A veces no somos lo que solemos creer; al igual que a una flor que piensa florecer en primavera y despierta en el invierno.
Los vientos se volvían fríos y mi piel se erizaba, me envolvían en un gélido abrazo que yo gustosamente recibía, ya que, aunque bien sabía que no era lo mejor para mi salud, lo disfrutaba; al igual como Eva y Adán disfrutaron también alguna vez de lo prohibido al morder una manzana.
No quería estar ahí en primer lugar, pero los rosados pétalos eran suaves, tanto como el mismísimo terciopelo, que solo me alentaban a seguir acariciándolos lentamente entre mis dedos mientras mis piernas sentían el verde pasto. Me provocaba comezón, no obstante, aguantaba la tentación de rascarme por motivos de salud.
Las pequeñas flores casi me hacían olvidar la tortura que estaba viviendo en ese momento. Me hizo pensar, aquella textura tan agradable y tersa, que algún día, cuando encontrara una persona con la misma suavidad en su piel, me enamoraría de ella, pues dicha sensación me hacía pensar que, no importaría en que situación me encontrase, si sentía entre mis manos ese tacto tan delicado, podría olvidar cualquier catástrofe que me atormentase.
Mis ojos captaban desde arriba, pues estaba sentada en la cima de una pequeña colina, a ciertos grupos de adolescentes de mi clase conversando, posiblemente de cosas triviales, pero eso no significaba que los asuntos no les pareciesen divertidos, pues exclamaban animadamente ciertas cosas.
No era especialmente una mala vista, pero tampoco era algo de lo que disfrutara presenciar.
Inadaptada y solitaria. Las dos grandes palabras que me definían y que para muchas personas significarían problemas sociales. Para mi solo era una manera distinta de incluirme a la sociedad.
¿Porqué estaba aquí en primer lugar?
Cierto, ahora lo recordaba: no había tenido opción. Habíamos salido de excursión a un parque natural como penúltimo día de clases; pronto nos graduaríamos, así que todos querían pasar los últimos días en grande.
Todos excepto yo.
Quedarme sentada solo como espectadora, observando conversaciones de las que no era incluida, en una pequeña colina, me era cargante. No había nada interesante que observar, personas así veía todo el tiempo. Pero quizás ese no era el problema, tal vez el problema era que estaba tan separada, y me sentía tan desconectada con ellos, que simplemente no podía interesarme por sus platicas.
Eventualmente me habían dado ganas de dormir, y no porque tuviera sueño, si no que así no tendría que pasar el tiempo simplemente tolerando la situación, que en un abrir y cerrar de ojos la excursión terminaría, y me encontraría caminando de vuelta a casa.
Me cansé de observar a las personas y me dedique a observar mejor a las nubes, incluso ellas me parecían más interesantes; recostándome en el pasto, que ahora alcanzaba a tocar mis brazos y que más tarde me arrepentiría de ello por la futura comezón de la que, estaba consiente, me daría.
Entonces inhale profundo el fresco aire de Dublín y miré las pálidas nubes que me llenaron de tranquilidad, así como me hicieron sentir aliviada, y por alguna extraña razón, también completa.

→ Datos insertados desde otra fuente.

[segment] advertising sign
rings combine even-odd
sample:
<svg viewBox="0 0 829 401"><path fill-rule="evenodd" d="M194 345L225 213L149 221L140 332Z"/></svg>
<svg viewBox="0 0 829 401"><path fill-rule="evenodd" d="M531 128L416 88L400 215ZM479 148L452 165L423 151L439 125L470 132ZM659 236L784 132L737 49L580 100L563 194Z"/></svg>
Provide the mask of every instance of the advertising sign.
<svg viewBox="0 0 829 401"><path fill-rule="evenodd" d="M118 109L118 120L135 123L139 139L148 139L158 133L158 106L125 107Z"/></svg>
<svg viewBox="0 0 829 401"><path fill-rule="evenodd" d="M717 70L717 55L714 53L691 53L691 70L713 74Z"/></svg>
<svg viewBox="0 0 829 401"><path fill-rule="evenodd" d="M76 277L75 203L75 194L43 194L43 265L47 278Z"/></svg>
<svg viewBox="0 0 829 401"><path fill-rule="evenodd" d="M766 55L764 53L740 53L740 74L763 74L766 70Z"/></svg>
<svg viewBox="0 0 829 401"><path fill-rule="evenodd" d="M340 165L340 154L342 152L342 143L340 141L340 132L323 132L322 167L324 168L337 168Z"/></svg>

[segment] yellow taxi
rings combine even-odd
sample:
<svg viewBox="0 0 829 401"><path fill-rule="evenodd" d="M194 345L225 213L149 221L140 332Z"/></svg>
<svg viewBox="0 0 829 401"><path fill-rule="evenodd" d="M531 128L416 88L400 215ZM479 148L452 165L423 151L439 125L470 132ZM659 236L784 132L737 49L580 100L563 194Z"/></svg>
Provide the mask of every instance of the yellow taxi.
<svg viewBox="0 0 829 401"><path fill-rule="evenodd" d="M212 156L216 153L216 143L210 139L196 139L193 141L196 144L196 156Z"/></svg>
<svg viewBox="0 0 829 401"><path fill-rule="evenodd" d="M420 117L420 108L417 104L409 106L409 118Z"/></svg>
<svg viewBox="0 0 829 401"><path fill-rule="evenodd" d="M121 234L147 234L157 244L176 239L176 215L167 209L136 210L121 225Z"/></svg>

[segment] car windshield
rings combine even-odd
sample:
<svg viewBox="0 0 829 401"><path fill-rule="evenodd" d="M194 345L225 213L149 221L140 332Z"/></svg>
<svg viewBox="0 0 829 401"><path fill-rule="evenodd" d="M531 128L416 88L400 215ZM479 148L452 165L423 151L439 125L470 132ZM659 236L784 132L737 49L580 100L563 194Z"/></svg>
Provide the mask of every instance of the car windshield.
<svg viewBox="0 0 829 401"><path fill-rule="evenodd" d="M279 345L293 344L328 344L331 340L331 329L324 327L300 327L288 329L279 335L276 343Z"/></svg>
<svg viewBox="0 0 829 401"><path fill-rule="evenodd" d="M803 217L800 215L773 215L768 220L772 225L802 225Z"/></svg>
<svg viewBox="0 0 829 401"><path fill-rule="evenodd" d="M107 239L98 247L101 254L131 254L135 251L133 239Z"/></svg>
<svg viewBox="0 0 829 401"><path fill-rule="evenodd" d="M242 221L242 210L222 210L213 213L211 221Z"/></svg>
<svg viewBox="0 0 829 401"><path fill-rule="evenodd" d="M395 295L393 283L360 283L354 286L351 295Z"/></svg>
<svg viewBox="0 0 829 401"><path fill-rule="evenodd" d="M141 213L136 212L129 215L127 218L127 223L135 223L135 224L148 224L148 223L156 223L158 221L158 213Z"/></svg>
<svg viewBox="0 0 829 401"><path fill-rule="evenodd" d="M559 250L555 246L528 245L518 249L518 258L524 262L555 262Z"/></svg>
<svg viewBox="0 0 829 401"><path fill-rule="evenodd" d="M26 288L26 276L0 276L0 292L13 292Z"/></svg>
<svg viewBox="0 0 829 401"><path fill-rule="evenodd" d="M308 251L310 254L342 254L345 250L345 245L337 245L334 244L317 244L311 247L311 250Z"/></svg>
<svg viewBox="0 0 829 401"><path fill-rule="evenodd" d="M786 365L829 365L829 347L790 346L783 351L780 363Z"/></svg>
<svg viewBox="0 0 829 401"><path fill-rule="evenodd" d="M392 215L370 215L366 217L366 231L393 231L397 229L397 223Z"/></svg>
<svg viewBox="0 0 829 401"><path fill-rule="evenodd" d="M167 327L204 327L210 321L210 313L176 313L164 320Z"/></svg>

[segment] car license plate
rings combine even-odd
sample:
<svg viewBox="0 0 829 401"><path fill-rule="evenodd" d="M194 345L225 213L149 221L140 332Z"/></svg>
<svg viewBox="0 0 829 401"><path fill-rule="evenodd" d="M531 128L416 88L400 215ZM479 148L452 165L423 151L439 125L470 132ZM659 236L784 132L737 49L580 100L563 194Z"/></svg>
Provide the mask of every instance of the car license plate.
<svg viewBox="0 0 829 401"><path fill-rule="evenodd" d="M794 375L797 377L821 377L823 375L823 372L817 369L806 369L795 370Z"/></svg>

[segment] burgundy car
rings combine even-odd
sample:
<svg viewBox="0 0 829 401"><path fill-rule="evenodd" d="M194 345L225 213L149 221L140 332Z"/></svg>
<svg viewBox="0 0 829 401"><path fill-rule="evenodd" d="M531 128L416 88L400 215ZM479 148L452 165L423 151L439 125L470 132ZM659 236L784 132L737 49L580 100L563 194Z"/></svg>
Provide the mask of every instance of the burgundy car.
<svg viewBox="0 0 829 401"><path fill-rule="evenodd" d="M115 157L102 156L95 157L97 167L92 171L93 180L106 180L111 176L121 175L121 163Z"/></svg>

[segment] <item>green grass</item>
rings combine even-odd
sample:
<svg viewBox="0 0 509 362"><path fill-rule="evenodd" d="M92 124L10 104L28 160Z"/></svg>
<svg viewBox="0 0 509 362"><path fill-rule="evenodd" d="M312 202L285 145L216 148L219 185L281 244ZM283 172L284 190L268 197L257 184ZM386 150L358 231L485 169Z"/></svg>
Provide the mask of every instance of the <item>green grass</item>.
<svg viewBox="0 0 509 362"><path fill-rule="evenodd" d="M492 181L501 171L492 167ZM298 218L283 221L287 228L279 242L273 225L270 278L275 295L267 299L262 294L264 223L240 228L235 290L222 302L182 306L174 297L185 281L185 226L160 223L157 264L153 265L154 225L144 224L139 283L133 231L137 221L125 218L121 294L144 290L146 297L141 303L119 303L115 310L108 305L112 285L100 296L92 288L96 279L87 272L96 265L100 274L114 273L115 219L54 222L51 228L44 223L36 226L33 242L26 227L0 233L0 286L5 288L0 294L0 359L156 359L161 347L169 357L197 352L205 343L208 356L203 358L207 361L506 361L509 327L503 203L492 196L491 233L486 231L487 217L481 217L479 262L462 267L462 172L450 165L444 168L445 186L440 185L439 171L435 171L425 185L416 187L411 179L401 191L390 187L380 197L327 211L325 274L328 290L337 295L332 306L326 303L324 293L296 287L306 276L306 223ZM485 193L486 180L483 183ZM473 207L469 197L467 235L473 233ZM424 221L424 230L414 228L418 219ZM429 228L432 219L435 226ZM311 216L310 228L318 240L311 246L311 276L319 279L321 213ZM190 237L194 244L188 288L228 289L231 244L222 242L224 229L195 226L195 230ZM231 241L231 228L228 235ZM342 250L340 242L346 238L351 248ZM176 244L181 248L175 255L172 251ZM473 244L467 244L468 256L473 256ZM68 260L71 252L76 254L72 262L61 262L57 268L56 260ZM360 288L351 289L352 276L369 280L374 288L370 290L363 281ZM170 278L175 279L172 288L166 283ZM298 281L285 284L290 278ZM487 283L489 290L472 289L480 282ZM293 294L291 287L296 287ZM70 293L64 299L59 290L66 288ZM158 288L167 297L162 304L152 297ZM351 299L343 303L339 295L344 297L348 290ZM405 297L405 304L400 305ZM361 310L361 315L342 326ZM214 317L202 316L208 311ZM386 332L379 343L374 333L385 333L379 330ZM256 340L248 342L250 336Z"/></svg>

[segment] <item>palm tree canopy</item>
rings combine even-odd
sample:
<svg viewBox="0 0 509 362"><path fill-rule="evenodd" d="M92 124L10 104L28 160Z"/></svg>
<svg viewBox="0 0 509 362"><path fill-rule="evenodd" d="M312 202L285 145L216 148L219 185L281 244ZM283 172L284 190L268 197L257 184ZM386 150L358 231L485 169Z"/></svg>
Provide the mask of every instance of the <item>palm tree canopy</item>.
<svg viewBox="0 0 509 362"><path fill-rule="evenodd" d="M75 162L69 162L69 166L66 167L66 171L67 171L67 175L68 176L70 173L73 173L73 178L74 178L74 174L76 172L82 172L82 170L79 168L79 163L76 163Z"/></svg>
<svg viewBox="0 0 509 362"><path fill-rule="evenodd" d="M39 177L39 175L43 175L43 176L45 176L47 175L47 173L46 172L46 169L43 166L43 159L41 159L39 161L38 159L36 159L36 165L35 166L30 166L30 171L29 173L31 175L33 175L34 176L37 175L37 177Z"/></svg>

Entre las ramas del árbol de mi izquierda podía ver como pasaban las aves volando por los cielos libremente. Las envidiaba, porque incluso ellas tenían un propósito: viajar de un lado a otro divisando las grandiosas vistas desde las alturas. Me imaginé siendo una de ellas y no pudo ser más satisfactorio, pues solo llegaban a mi mente imágenes aventureras de una solitaria paloma conociendo los alrededores de este mundo tan grande. Me hizo pensar que ellas no tenían límites, al menos no en este planeta, que podían tener cualquier aventura si así lo quisieran. Las alas daban la verdadera libertad. Aunque esos eran ya pensamientos de fantasía.
Al menos pude presenciar verlas flotar por los aires; al menos había sido testigo de un pequeño momento de su vida tan pacífica.
Escuchaba risas al fondo, pero poca atención les puse, mas el cielo era como una hermosa pintura hecha por el mismísimo Claude Monet; me hacía sentir la misma sensación que al ver sus propias pinturas, como si me llenara el alma y me hiciera ver los momentos estáticos, cortos y perfectos de la vida.
El sencillo mundo era tan hermoso y al mismo tiempo tan cargante y soporífero.
Sabía que solo debía ser paciente, que solo unos días bastarían para que la vida cambiara, ya fuera para bien o para mal, pero alta probabilidad había de que me mostrara algo insólito. Y yo estaba ansiosa, esperando por ello.